The exclamation marks are entirely fitting for a description of Lawrence’s controversial life, which saw him abandon his childhood sweetheart, who had helped to launch him as a writer, run off with his professor’s wife, Frieda von Richthofen, who had three children, have his books burned, having been labelled as a ‘peddler of pornography’, be accused of spying and hounded out of the country, and be compelled to live a peripatetic existence before dying at the age of 44.

These are the very reasons that made Glyn believe that Lawrence would make an ideal subject for a musical. As he gave me an impromptu performance of the songs he has written for the show, I could sense his justifiable pride, but I expressed amazement that his enthusiasm had not been dampened by the many years spent on development. ‘Not at all,’ he said. ‘The normal gestation period for a musical is ten to fifteen years.
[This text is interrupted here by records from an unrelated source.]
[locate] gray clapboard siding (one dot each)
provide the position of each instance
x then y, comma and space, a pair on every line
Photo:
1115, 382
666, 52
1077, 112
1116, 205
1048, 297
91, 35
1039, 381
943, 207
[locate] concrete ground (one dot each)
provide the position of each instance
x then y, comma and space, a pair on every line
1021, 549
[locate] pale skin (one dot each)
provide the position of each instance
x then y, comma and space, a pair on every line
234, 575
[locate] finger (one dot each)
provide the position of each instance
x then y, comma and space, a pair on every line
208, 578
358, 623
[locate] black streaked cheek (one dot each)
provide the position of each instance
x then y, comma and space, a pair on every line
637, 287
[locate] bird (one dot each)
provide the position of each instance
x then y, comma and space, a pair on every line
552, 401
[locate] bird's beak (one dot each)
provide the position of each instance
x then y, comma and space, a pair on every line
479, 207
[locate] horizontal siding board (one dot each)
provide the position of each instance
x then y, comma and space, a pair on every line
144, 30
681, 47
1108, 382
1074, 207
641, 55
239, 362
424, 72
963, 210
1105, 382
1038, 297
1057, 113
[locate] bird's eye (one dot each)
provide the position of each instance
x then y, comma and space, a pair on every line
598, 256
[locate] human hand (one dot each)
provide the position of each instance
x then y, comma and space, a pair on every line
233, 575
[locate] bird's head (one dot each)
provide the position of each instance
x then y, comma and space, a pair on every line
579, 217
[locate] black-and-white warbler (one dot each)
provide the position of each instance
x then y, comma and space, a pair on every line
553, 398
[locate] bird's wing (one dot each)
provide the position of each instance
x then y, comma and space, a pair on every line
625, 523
In fact, I’m now working on another musical.’

This new composition will be based on the life of George Mallory, the mountaineer who never gave up on his ambition to conquer Everest. Mallory is a fitting subject for Glyn, who has never given up on his own wish to see ‘Lawrence’ performed in the West End. Boosted by encouraging comments from a London director, he is already planning improvements. Glyn is absolutely determined to try and try again until he sees ‘Lawrence’ performed in the West End.